1 files changed, 85 insertions, 0 deletions
diff --git a/Documentation/filesystems/aufs/design/03atomic_open.txt b/Documentation/filesystems/aufs/design/03atomic_open.txt
new file mode 100644
index 000000000000..9f16ac1e0173
--- /dev/null
+++ b/Documentation/filesystems/aufs/design/03atomic_open.txt
@@ -0,0 +1,85 @@
+
+# Copyright (C) 2015-2019 Junjiro R. Okajima
+# 
+# This program is free software; you can redistribute it and/or modify
+# it under the terms of the GNU General Public License as published by
+# the Free Software Foundation; either version 2 of the License, or
+# (at your option) any later version.
+# 
+# This program is distributed in the hope that it will be useful,
+# but WITHOUT ANY WARRANTY; without even the implied warranty of
+# MERCHANTABILITY or FITNESS FOR A PARTICULAR PURPOSE.  See the
+# GNU General Public License for more details.
+# 
+# You should have received a copy of the GNU General Public License
+# along with this program.  If not, see <http://www.gnu.org/licenses/>.
+
+Support for a branch who has its ->atomic_open()
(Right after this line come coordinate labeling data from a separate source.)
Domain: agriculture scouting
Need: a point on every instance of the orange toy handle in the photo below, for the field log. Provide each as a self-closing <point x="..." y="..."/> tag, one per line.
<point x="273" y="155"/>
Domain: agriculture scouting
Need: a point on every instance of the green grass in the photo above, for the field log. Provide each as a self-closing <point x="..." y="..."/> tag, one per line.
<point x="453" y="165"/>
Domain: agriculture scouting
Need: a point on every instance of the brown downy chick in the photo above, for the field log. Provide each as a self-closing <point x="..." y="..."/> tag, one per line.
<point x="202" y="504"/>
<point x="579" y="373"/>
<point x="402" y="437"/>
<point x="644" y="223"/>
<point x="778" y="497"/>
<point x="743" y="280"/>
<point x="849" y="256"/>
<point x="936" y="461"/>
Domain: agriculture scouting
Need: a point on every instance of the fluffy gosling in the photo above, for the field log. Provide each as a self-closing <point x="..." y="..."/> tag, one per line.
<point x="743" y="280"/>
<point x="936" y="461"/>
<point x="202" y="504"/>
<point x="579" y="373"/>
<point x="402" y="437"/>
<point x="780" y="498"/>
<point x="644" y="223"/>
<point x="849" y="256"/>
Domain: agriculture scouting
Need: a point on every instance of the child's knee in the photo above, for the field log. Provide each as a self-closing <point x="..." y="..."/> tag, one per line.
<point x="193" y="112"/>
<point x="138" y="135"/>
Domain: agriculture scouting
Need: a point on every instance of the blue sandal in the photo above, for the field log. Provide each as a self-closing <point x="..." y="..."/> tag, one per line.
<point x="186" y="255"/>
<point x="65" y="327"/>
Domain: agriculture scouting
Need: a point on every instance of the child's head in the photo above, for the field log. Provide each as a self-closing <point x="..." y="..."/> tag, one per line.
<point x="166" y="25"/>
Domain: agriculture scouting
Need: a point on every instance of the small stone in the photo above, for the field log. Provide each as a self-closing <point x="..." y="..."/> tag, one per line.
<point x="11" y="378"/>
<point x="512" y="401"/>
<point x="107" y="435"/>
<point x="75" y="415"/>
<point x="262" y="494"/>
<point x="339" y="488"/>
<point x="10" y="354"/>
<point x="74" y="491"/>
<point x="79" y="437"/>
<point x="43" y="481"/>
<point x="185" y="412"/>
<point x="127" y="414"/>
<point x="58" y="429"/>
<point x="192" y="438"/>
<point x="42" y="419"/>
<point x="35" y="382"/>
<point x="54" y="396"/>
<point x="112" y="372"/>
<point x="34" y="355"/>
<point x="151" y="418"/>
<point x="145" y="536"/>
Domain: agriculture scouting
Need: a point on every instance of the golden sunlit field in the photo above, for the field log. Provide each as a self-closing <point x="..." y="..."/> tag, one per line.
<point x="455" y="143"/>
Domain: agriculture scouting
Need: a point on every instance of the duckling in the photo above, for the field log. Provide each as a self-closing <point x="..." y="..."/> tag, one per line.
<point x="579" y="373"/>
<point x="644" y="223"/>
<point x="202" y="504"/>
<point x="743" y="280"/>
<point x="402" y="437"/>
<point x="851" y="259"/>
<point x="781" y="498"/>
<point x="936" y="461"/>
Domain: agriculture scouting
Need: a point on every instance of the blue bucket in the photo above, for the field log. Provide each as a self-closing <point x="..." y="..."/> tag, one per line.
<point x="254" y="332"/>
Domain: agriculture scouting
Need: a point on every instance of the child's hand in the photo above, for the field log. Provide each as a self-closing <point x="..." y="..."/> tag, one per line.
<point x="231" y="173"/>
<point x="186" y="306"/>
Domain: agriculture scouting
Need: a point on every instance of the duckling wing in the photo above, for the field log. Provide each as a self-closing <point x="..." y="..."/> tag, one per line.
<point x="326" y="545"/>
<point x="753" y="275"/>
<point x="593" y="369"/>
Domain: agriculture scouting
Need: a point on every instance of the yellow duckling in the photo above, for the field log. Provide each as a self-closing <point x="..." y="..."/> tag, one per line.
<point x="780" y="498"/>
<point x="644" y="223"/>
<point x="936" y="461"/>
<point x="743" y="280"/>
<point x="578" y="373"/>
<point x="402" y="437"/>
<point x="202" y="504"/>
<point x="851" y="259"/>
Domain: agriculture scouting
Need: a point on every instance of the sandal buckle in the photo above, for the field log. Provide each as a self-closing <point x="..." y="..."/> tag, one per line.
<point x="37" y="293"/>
+----------------------------------------------------------------------
+The filesystems who implement its ->atomic_open() are not majority. For
+example NFSv4 does, and aufs should call NFSv4 ->atomic_open,
+particularly for open(O_CREAT|O_EXCL, 0400) case. Other than
+->atomic_open(), NFSv4 returns an error for this open(2). While I am not
+sure whether all filesystems who have ->atomic_open() behave like this,
+but NFSv4 surely returns the error.
+
+In order to support ->atomic_open() for aufs, there are a few
+approaches.
+
+A. Introduce aufs_atomic_open()
+   - calls one of VFS:do_last(), lookup_open() or atomic_open() for
+     branch fs.
+B. Introduce aufs_atomic_open() calling create, open and chmod. this is
+   an aufs user Pip Cet's approach
+   - calls aufs_create(), VFS finish_open() and notify_change().
+   - pass fake-mode to finish_open(), and then correct the mode by
+     notify_change().
+C. Extend aufs_open() to call branch fs's ->atomic_open()
+   - no aufs_atomic_open().
+   - aufs_lookup() registers the TID to an aufs internal object.
+   - aufs_create() does nothing when the matching TID is registered, but
+     registers the mode.
+   - aufs_open() calls branch fs's ->atomic_open() when the matching
+     TID is registered.
+D. Extend aufs_open() to re-try branch fs's ->open() with superuser's
+   credential
+   - no aufs_atomic_open().
+   - aufs_create() registers the TID to an internal object. this info
+     represents "this process created this file just now."
+   - when aufs gets EACCES from branch fs's ->open(), then confirm the
+     registered TID and re-try open() with superuser's credential.
+
+Pros and cons for each approach.
+
+A.
+   - straightforward but highly depends upon VFS internal.
+   - the atomic behavaiour is kept.
+   - some of parameters such as nameidata are hard to reproduce for
+     branch fs.
+   - large overhead.
+B.
+   - easy to implement.
+   - the atomic behavaiour is lost.
+C.
+   - the atomic behavaiour is kept.
+   - dirty and tricky.
+   - VFS checks whether the file is created correctly after calling
+     ->create(), which means this approach doesn't work.
+D.
+   - easy to implement.
+   - the atomic behavaiour is lost.
+   - to open a file with superuser's credential and give it to a user
+     process is a bad idea, since the file object keeps the credential
+     in it. It may affect LSM or something. This approach doesn't work
+     either.
+
+The approach A is ideal, but it hard to implement. So here is a
+variation of A, which is to be implemented.
+
+A-1. Introduce aufs_atomic_open()
+     - calls branch fs ->atomic_open() if exists. otherwise calls
+       vfs_create() and finish_open().
+     - the demerit is that the several checks after branch fs
+       ->atomic_open() are lost. in the ordinary case, the checks are
+       done by VFS:do_last(), lookup_open() and atomic_open(). some can
+       be implemented in aufs, but not all I am afraid.